One of the most anticipated events of the summer, the 23rd Annual Watermill Center Benefit & Auction drew guests once again this past weekend. Founded by theater director Robert Wilson, Watermill is a creative laboratory that houses a year-round artist residency and an international summer program that brings together 60–100 artists from around the world to collaborate and develop new work. The benefit raised over $2 million to support those programs.
FADA: House of Madness, as this year’s event was called, was the best-attended in the Center’s history. While Kanye West was reportedly going to stage a performance and art installation, Wilson told guests that he would not perform after all. “Kanye has been here for the past few days,” he announced at the dinner, and then said that West would return the following year. “It was too elaborate,” he said of the performance.
[In the video above, Danilo Lauria gives you a sneak peek at the Watermill Center Benefit and Auction in under 20 seconds. Check out more of his video work on his Instagram account at @danilolauria.]
Auctioneer Simon de Pury helmed the auction, which included portraits of winning bidders by Nan Goldin—Goldin’s first private commission—and Peter Lindbergh, a painting by Henry Taylor, and a tapestry by Ilya and Emilia Kabakov. Ja Rule performed after dinner.
As guests have come to expect and love, the event, including the installations, was all very Robert Wilson.
Guests entered the eight-and-a-half-acre property through a bamboo-lined path that one guest proclaimed looked like the Bamboo Forest in Kamakura, Japan. In the trees along the path, visitors could see figures wearing winged metallic outfits and dramatic make-up, holding swords amid the soulful strains of Anohni’s music (an installation by Jacques Reynaud called Angels of Apocalypse).
As we made our way further, we picked up drinks—the night’s signature cocktail: Maestro Dobel’s Black Diamond Margarita—on a cascade of steps and a corresponding horticultural artwork of colorful blossoms by Tony Piazza.
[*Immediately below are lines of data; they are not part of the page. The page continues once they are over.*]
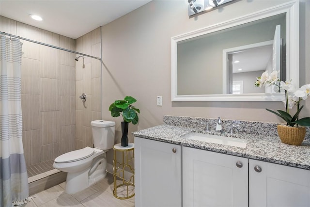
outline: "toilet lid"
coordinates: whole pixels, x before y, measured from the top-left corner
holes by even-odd
[[[93,148],[87,146],[81,149],[69,152],[58,156],[55,159],[55,162],[61,163],[64,162],[70,162],[85,159],[91,156],[94,153]]]

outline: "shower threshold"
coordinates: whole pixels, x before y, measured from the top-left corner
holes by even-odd
[[[27,167],[28,182],[31,183],[61,172],[53,167],[54,159],[34,164]]]

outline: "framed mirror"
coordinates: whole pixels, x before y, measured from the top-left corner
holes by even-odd
[[[281,100],[254,83],[277,70],[299,86],[298,11],[290,1],[172,37],[171,101]]]

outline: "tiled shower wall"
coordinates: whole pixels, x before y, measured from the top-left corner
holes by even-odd
[[[100,57],[100,27],[76,40],[76,51]],[[80,58],[76,67],[76,147],[93,147],[91,122],[100,119],[101,111],[101,69],[100,61],[85,57],[85,68]],[[83,104],[79,96],[86,94]]]
[[[3,16],[0,21],[1,32],[75,50],[74,39]],[[74,53],[21,41],[22,137],[29,166],[75,148],[76,61]]]

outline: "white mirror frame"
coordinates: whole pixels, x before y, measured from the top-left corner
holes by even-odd
[[[177,93],[177,44],[178,42],[286,13],[286,79],[299,87],[299,4],[292,1],[232,20],[195,30],[171,38],[171,101],[281,101],[283,93],[178,95]],[[255,80],[253,80],[253,83]]]

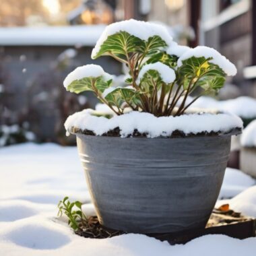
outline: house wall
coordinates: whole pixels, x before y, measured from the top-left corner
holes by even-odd
[[[234,78],[229,78],[229,82],[238,86],[241,94],[256,96],[253,83],[243,75],[243,69],[252,65],[253,13],[250,1],[241,0],[222,12],[219,0],[211,1],[210,5],[207,3],[208,1],[201,0],[201,43],[216,49],[234,63],[238,73]],[[248,10],[239,13],[239,10],[246,10],[247,6],[249,6]],[[232,18],[227,18],[232,15]],[[224,22],[225,19],[227,20]],[[214,24],[216,26],[212,26]]]
[[[1,69],[5,74],[3,82],[5,100],[0,102],[5,105],[1,108],[5,111],[2,117],[8,111],[10,123],[28,121],[32,124],[32,131],[43,141],[55,141],[57,124],[62,128],[67,115],[80,110],[77,107],[78,96],[65,92],[63,86],[69,71],[79,65],[95,63],[102,65],[109,73],[121,72],[121,65],[112,58],[102,57],[92,60],[92,47],[77,48],[73,59],[60,65],[57,57],[67,48],[12,46],[2,47],[0,51]],[[94,107],[98,102],[92,94],[84,95],[87,97],[86,106]]]

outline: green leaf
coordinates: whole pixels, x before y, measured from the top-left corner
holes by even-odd
[[[159,36],[153,36],[148,40],[143,40],[125,31],[121,31],[108,36],[93,58],[96,59],[102,55],[116,55],[126,60],[129,53],[138,53],[149,56],[158,53],[166,46],[167,44]]]
[[[111,105],[120,107],[123,102],[129,104],[136,104],[139,100],[139,94],[131,88],[117,88],[105,96]]]
[[[146,56],[156,55],[163,48],[167,46],[167,44],[159,36],[150,37],[139,49],[140,52],[145,53]]]
[[[111,53],[123,58],[126,54],[138,51],[143,45],[143,41],[125,31],[108,36],[100,46],[100,51],[93,59]]]
[[[225,73],[218,65],[209,62],[211,59],[192,57],[183,61],[178,70],[178,80],[185,90],[191,82],[195,83],[194,86],[200,86],[205,90],[216,91],[223,86]]]
[[[207,92],[218,92],[225,83],[225,77],[220,76],[204,77],[199,80],[198,86]]]
[[[139,82],[139,87],[141,92],[152,95],[154,88],[156,86],[157,90],[160,90],[163,84],[161,76],[158,71],[150,69],[146,72]]]
[[[164,52],[160,52],[150,57],[145,64],[155,63],[160,61],[170,67],[174,68],[177,65],[177,60],[178,57],[175,55],[169,55]]]
[[[71,92],[79,94],[85,91],[98,90],[103,92],[111,84],[112,80],[104,81],[103,77],[84,77],[78,80],[73,81],[67,88],[67,90]]]
[[[77,208],[81,209],[81,207],[82,207],[82,203],[81,203],[81,202],[79,202],[79,201],[76,201],[75,202],[75,206],[76,206]]]

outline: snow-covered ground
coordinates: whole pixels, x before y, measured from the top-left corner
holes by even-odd
[[[228,169],[222,197],[234,197],[231,207],[256,217],[255,181]],[[93,212],[75,147],[26,143],[0,150],[0,255],[246,255],[255,256],[256,238],[240,241],[222,235],[204,236],[185,245],[141,234],[89,239],[73,234],[65,220],[56,218],[64,196]],[[224,201],[225,202],[226,200]],[[218,203],[222,203],[223,201]]]

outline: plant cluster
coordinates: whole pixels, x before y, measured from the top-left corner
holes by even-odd
[[[225,65],[232,64],[215,50],[179,46],[160,25],[135,20],[119,24],[106,28],[92,57],[108,55],[125,64],[129,68],[127,86],[113,87],[109,75],[96,74],[92,65],[85,65],[78,76],[75,69],[73,75],[67,77],[64,85],[67,90],[92,91],[117,115],[129,107],[160,117],[181,115],[199,96],[217,92],[224,86],[228,73]],[[133,33],[139,28],[147,36]],[[158,29],[162,32],[156,32]],[[197,89],[197,96],[187,104],[188,96]]]
[[[79,201],[70,202],[65,197],[58,204],[58,216],[63,214],[68,218],[68,224],[81,236],[94,238],[106,238],[124,234],[122,231],[113,230],[100,225],[96,216],[87,217],[82,210],[82,203]]]

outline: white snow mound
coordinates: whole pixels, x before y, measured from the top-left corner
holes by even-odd
[[[187,51],[178,59],[178,67],[183,65],[183,61],[192,57],[212,58],[209,62],[218,65],[226,75],[234,76],[236,74],[236,68],[233,63],[216,50],[207,46],[197,46]]]
[[[160,117],[141,112],[131,111],[108,119],[103,117],[92,115],[91,109],[77,112],[69,116],[65,123],[69,132],[72,127],[93,131],[96,135],[119,127],[122,137],[126,137],[137,129],[141,133],[148,134],[148,137],[170,136],[175,130],[185,134],[201,132],[228,132],[234,128],[242,128],[241,119],[230,114],[191,114],[180,117]]]
[[[256,120],[251,122],[245,129],[241,141],[244,147],[256,148]]]
[[[193,98],[189,97],[188,103]],[[190,108],[193,107],[228,112],[244,119],[256,118],[256,100],[247,96],[227,100],[216,100],[211,97],[202,96],[193,103]]]
[[[106,27],[92,50],[92,59],[94,59],[98,54],[102,44],[108,36],[121,31],[125,31],[131,35],[144,40],[148,40],[151,36],[159,36],[168,45],[170,45],[172,41],[172,38],[170,36],[166,28],[162,25],[133,19],[124,20],[113,23]]]
[[[185,45],[179,45],[176,42],[172,42],[172,44],[167,49],[166,53],[169,55],[176,55],[181,57],[191,48]]]
[[[220,192],[220,199],[232,198],[251,186],[256,180],[240,170],[227,168]]]

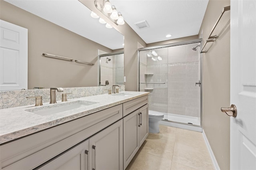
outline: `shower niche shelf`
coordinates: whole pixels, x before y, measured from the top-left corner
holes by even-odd
[[[209,37],[208,37],[208,40],[206,40],[205,43],[203,47],[203,48],[202,49],[200,53],[205,53],[207,52],[207,51],[208,51],[210,48],[210,47],[212,46],[212,44],[211,43],[210,45],[208,45],[207,44],[209,44],[208,43],[210,42],[214,42],[214,40],[215,40],[221,34],[224,30],[226,28],[228,23],[230,22],[230,18],[225,17],[224,19],[222,19],[222,23],[226,23],[224,27],[218,26],[220,26],[220,24],[218,25],[218,24],[225,12],[226,11],[230,11],[230,6],[228,6],[223,8],[223,9],[221,12],[220,16],[219,17],[217,21],[215,23],[215,24],[213,26],[213,27],[211,31],[211,32],[210,34],[210,36],[209,36]],[[219,35],[217,35],[218,34]]]

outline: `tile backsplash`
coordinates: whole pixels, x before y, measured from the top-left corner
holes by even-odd
[[[63,88],[63,92],[56,92],[56,101],[61,100],[62,93],[72,93],[67,95],[68,99],[74,99],[95,95],[108,94],[112,86],[96,86],[83,87]],[[125,90],[124,85],[121,86],[119,91]],[[34,105],[34,98],[26,99],[26,97],[42,96],[42,102],[50,102],[50,89],[0,91],[0,109]]]

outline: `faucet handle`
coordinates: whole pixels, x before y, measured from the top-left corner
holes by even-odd
[[[26,97],[26,98],[27,99],[36,98],[36,104],[35,105],[35,106],[42,106],[43,105],[42,100],[42,96],[29,96]]]
[[[67,100],[67,95],[68,95],[69,94],[72,94],[72,93],[62,93],[62,99],[61,101],[67,101],[68,100]]]

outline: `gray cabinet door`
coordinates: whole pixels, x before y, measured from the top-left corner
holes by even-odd
[[[123,121],[90,138],[90,169],[123,169]]]
[[[140,115],[140,147],[148,135],[148,104],[139,109]]]
[[[89,141],[86,140],[42,164],[36,170],[88,170]]]
[[[140,148],[139,117],[138,109],[123,119],[124,169],[128,166]]]

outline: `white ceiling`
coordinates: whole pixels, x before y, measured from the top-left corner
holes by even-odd
[[[110,0],[128,24],[145,41],[152,43],[198,35],[208,0]],[[146,20],[150,27],[134,23]],[[165,36],[171,34],[172,37]]]
[[[91,18],[90,10],[77,0],[5,0],[111,49],[123,47],[122,35]],[[110,1],[149,43],[198,34],[208,0]],[[150,27],[138,30],[134,23],[144,20]],[[172,37],[166,38],[168,34]]]

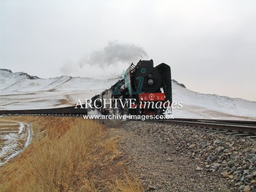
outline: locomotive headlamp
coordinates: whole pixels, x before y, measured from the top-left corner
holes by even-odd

Continuing through the woods, there was a multi-channel video installation in the bushes by Nikita Shokhov, and small painted birdhouses by Christopher Knowles that held within them paintings and music that you could experience by going up close and peering in through a tiny cut-out.
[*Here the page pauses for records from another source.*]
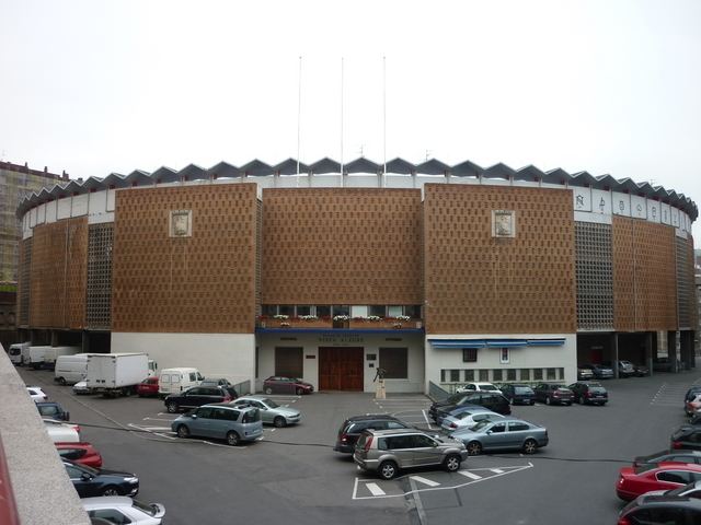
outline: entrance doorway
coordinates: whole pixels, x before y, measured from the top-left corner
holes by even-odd
[[[363,347],[320,347],[319,389],[363,392]]]

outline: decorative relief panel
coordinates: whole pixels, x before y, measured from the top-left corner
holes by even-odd
[[[428,184],[424,195],[427,331],[576,330],[570,190]],[[493,210],[514,210],[515,237],[492,236]]]
[[[252,332],[256,207],[254,183],[117,190],[112,329]]]
[[[421,304],[421,190],[263,190],[263,304]]]

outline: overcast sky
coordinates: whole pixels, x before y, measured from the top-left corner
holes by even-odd
[[[0,0],[0,156],[588,171],[701,205],[701,1]],[[383,82],[382,57],[386,57]],[[387,140],[383,141],[386,84]]]

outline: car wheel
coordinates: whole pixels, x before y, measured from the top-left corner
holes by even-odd
[[[482,454],[482,445],[479,441],[471,441],[470,443],[468,443],[467,448],[470,456],[478,456]]]
[[[181,424],[177,428],[177,436],[179,438],[183,438],[183,439],[189,438],[189,429],[187,427],[185,427],[184,424]]]
[[[449,472],[456,472],[458,470],[460,470],[460,456],[458,456],[457,454],[450,454],[449,456],[446,457],[446,460],[444,462],[444,466],[446,467],[446,470],[448,470]]]
[[[397,476],[397,464],[394,462],[380,463],[378,474],[382,479],[392,479],[394,476]]]
[[[538,450],[538,443],[536,440],[526,440],[524,442],[524,454],[535,454]]]
[[[287,421],[285,420],[284,417],[281,416],[277,416],[274,420],[273,420],[273,424],[278,428],[281,429],[283,427],[287,427]]]

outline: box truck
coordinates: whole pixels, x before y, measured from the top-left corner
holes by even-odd
[[[44,352],[44,366],[50,370],[56,368],[56,360],[61,355],[76,355],[82,349],[80,347],[51,347]]]
[[[149,375],[146,353],[91,353],[85,383],[92,393],[105,397],[128,396]]]
[[[20,366],[24,364],[23,351],[26,348],[26,352],[30,351],[30,347],[32,343],[30,341],[26,342],[15,342],[14,345],[10,345],[10,349],[8,350],[8,355],[10,355],[10,361],[14,364],[19,364]]]

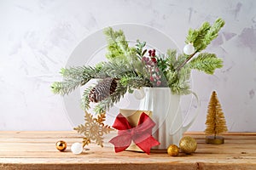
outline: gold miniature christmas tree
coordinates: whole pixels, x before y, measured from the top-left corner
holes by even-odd
[[[221,136],[217,136],[217,134],[227,132],[228,128],[224,112],[222,111],[221,105],[215,91],[212,92],[208,105],[208,114],[207,116],[206,125],[206,134],[214,134],[214,136],[207,137],[207,143],[224,144],[224,138]]]

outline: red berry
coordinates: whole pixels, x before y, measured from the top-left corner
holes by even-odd
[[[156,85],[157,85],[157,86],[160,86],[160,85],[161,85],[161,81],[160,81],[160,80],[159,80],[159,81],[157,81],[157,82],[156,82]]]
[[[150,50],[148,51],[149,55],[151,55],[151,53],[152,53],[152,50],[150,49]]]
[[[151,60],[154,62],[154,63],[156,63],[156,59],[154,57],[152,57],[151,58]]]

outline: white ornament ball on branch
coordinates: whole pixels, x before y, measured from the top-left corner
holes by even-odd
[[[188,43],[185,45],[183,48],[183,53],[187,55],[191,55],[192,54],[195,53],[195,48],[192,43]]]

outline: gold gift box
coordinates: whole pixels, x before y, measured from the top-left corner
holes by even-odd
[[[152,117],[152,111],[150,110],[125,110],[119,109],[119,113],[121,113],[132,127],[137,127],[139,122],[142,113],[144,112],[148,115],[149,117]],[[126,150],[131,151],[141,151],[143,152],[133,141],[131,141],[130,146]]]

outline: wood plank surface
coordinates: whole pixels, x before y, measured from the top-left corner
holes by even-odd
[[[186,133],[196,139],[195,153],[170,156],[166,153],[123,151],[114,153],[106,137],[104,148],[91,144],[80,155],[70,146],[81,142],[76,132],[0,132],[0,169],[256,169],[256,133],[228,133],[225,144],[207,144],[203,133]],[[57,140],[65,140],[67,149],[55,149]]]

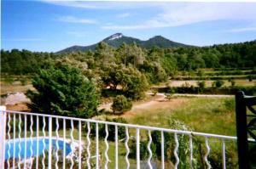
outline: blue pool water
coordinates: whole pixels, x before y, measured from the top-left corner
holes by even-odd
[[[43,155],[44,150],[45,152],[49,149],[49,138],[44,138],[45,146],[44,147],[44,138],[38,138],[38,155]],[[25,149],[25,145],[26,143],[26,149]],[[57,143],[59,146],[59,149],[63,152],[64,149],[64,144],[66,144],[66,152],[65,155],[68,155],[72,152],[71,146],[68,143],[64,143],[62,140],[52,139],[52,149],[56,149],[57,148]],[[27,159],[31,156],[37,156],[37,144],[38,140],[37,138],[32,138],[30,140],[30,138],[26,138],[25,141],[24,138],[20,139],[20,142],[19,139],[10,140],[8,142],[8,140],[5,142],[5,160],[12,159],[13,157],[18,159],[19,158],[19,152],[20,155],[21,159]],[[19,144],[20,145],[20,150],[19,149]],[[32,151],[31,151],[32,148]],[[26,156],[25,156],[26,153]]]

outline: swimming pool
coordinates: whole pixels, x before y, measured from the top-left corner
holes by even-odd
[[[63,142],[63,140],[58,139],[58,141],[55,138],[51,139],[52,143],[52,149],[56,149],[57,145],[59,146],[59,149],[62,151],[64,149],[64,144],[66,145],[65,156],[68,155],[72,152],[70,144],[67,142]],[[20,155],[20,159],[27,159],[31,156],[37,156],[37,153],[38,151],[38,155],[43,155],[44,150],[48,151],[49,149],[49,138],[44,138],[45,146],[44,146],[44,138],[39,138],[38,142],[37,138],[21,138],[20,141],[16,139],[11,139],[9,142],[7,140],[5,142],[5,160],[19,158],[19,152]],[[37,147],[38,144],[38,150],[37,151]],[[19,148],[20,146],[20,149]],[[26,149],[25,149],[26,147]]]

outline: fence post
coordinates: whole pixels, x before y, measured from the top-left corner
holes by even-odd
[[[0,106],[0,169],[4,168],[6,107]]]
[[[239,91],[236,94],[236,117],[238,149],[238,163],[240,169],[248,168],[248,144],[247,107],[244,93]]]

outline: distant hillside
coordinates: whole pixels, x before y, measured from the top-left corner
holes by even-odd
[[[126,44],[132,44],[136,42],[138,46],[144,48],[150,48],[154,46],[159,48],[172,48],[172,47],[187,47],[188,45],[176,42],[173,41],[170,41],[161,36],[155,36],[147,41],[142,41],[134,37],[125,37],[122,33],[115,33],[105,39],[102,40],[107,42],[108,45],[113,46],[114,48],[118,48],[122,45],[123,42]],[[72,53],[78,51],[89,51],[95,50],[96,44],[90,45],[90,46],[73,46],[63,50],[59,51],[58,53]]]

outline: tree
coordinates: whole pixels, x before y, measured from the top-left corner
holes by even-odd
[[[113,100],[112,110],[113,113],[124,113],[131,109],[132,104],[124,95],[118,95]]]
[[[142,99],[148,89],[145,76],[131,65],[108,65],[102,72],[102,80],[105,87],[112,89],[116,89],[119,85],[123,94],[131,99]]]
[[[197,85],[201,92],[203,92],[204,89],[206,88],[206,82],[204,81],[197,82]]]
[[[97,114],[97,93],[93,82],[79,69],[55,65],[40,70],[32,79],[36,91],[27,91],[36,112],[90,118]]]
[[[213,85],[214,87],[219,88],[221,87],[224,84],[224,82],[222,80],[217,80],[215,82],[213,82]]]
Some installations were more politically provocative. One, by Pussy Riot, involved what looked like an electric chair and a wall of red graffiti with Republican presidential hopeful Donald Trump’s campaign slogan, “Make America Great Again.”
The Bruce High Quality Foundation’s multi-part work, As We Lay Dying, created in collaboration with the Center, involved a variety of performances including enormous chalkboards that were being continuously scrawled on and live readings of lectures at various places around the grounds. Seriously beautiful was Tony Matelli‘s series of concrete sculptures of religious figures, like Jesus and Mary, adorned with colorfully painted bronze foodstuffs—avocados, sausages, and berries that shared the same area of tiki-torch-lined path with Marie de Testa’s Gold, a series of sculptural gold trees.
The guest list included writer Bob Colacello, Simon and Michaela de Pury, National Arts Club curator Stacy Engman, and the artist Orlan, who was fresh off a failed forgery lawsuit against Lady Gaga.
“If this event was struck by a terrorist attack,” said architect Charles Renfro (of Diller, Scofidio, and Renfro) at dinner, “the entire art world and the culture world would be super-fucked.”
“I’d like to see what would happen after that,” said retired Foreign Services officer Arthur Zegelbone.
Luckily, the worst that happened was a little rain.
“You can’t miss this,” said Emerald Fitzgerald, a young curator who made the trek though eight months pregnant.
“Bob is of the theater,” said Frances Levine, an architect who said she had worked with Wilson years ago. “He’s very axially-orientated,” she told us. “Wherever you sit you have a subscribed cone of vision. In landscape you move through space.” She encouraged us to see the abstract light installation in the woods. About the center, she said, “It’s one of the only truly creative spaces out here.”